撮影の直前にマスクを外してもらっています。
【鼎談】
Naz Chris × Watusi ×
近田春夫 × 小泉今日子
《後編》
カルチャーの明日をつくるために
毎年9月9日の週に開催されるダンスミュージックの祭典「TOKYO DANCE MUSIC WEEK」(以下、TDMW)。コロナ禍でも “文化を止めない”、“音楽を止めない”という思いを掲げ2年目の開催を迎えるにあたり、Naz Chrisさん、Watusiさん、また公式連動イベント「B.P.M Syndicate」を主催する近田春夫さん、小泉今日子さんの4名にお集まりいただいた。
後編となる今回は、文化を創り出すトッププレイヤー達が見据える《渋谷》カルチャーの《明日》について、SCS編集部の野元、天田も飛び入り参加する盛り上がりとなった。
3人が思う、「クラブ」という場所
80〜90年代から東京のクラブカルチャーを楽しんできた近田さん、小泉さん、Watusiさんにとって、クラブとはどういった場所なのか。ふとした疑問を3名にぶつけてみる。
「クラブは、様々な職業、性別、人種、年齢の人が集まる場所です。そして、お気に入りの服を着て、かっこいい音楽に揺られ、時にはお酒の力を借りながら人との出会いを楽しむ場所。昔は怖いこともあったかもしれないらしいけど、私は遭遇したことないかな」(小泉今日子)
「ライブとクラブには明確な違いがあって。ライブは音楽を聴きに行くことが最重要なんですけど、クラブは素晴らしい音楽が鳴っていても、聴く聴かないは自由なんです。
例えるなら、神社でやってるお祭りみたいなもの。境内で太鼓を叩いてたりするじゃないですか。それが聞こえてくるのを身体で楽しむ、みたいな。それで、いろんな人とコミュニケーションをとって、仲良くなる。まぁつまり、出会いの場ですよね」(近田春生)
「社会人になってからの人間 関係って、仕事に関わる人が中心になるじゃないですか。でも運転免許の更新をしに試験場に行ったら、普段絶対に一緒にならないような人と一緒になる。クラブはそれと似ています(笑)。

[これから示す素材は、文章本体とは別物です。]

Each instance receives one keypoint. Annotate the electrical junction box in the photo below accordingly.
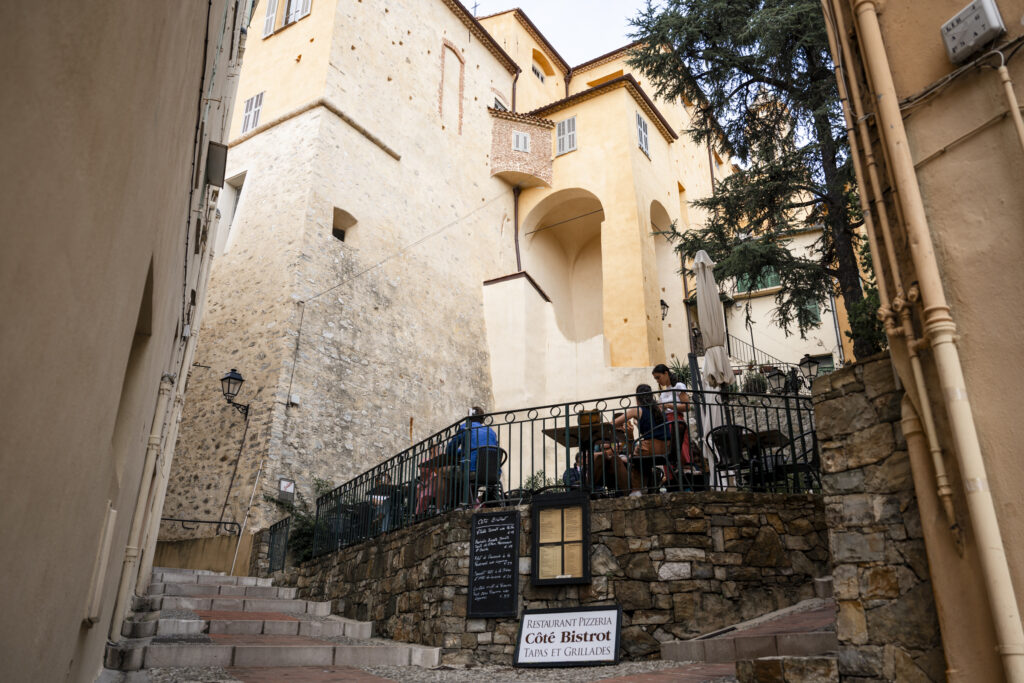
(972, 29)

世代も仕事も環境も全く違う人たちが集まって、すぐに仲良くなれるもんだから、オシャレしたりみんな気合入れてましたよね。ものすごく寛容な場所ですよ。秘密結社みたいな感じ(笑)」(Watusi)
渋谷のカルチャーを《明日》に繋ぐには?
これまでクラブシーンはもちろん様々なカルチャーを発信し続けてきた街・渋谷は、駅前を中心に100年に一度と言われるほどの大規模な再開発が2027年まで続く予定だ。
近年で言えば、渋谷スクランブルスクエアのオープン、渋谷PARCOのリニューアル、宮下公園あらためMIYASHITA PARKのオープンなどがあげられる。
再開発の最中、クラブカルチャーを含めた文化を明日に繋げていくには、渋谷の街はどうすればいいのだろうか?
「昔はサーファー、ギャル、スケーター、チーマー、それぞれの派閥が街のなかにそれぞれのテリトリーのような感覚を持っていて、街を愛していたと思うんです。自分たちで予想外のことが起こると『俺たちの渋谷で何やってんだ!』みたいな。それくらい渋谷を愛する若者がいろんなカルチャーを成していたじゃないですか。そう考えると、今は若者の愛着が少ないと思います。
自分の世代はそうで、遊びに行くだけ、買い物に行くだけ、打ち合わせに行くだけ。そうじゃなくて、ライフワークとして、とりあえず渋谷だよねって言っていたあの時の感じに戻らないといけない。クラブもそうですけど、家賃が日本で1〜2番目に高いところだと思うので、人が集まるチャンスを創っていかないと、プレイヤーたちが愛着を持てない気もします」(Naz Chris)
原宿からきゃりーぱみゅぱみゅのようなスターが誕生したときのような空気感は、おもしろい人が街に集まることで生まれるとNazさん。彼女は小学生の頃、渋谷にいれば近田さんや小泉さんのような有名人に会えるかもしれない! と本気で思い、1日中練り歩いていたというのだから、間違いないはずだ。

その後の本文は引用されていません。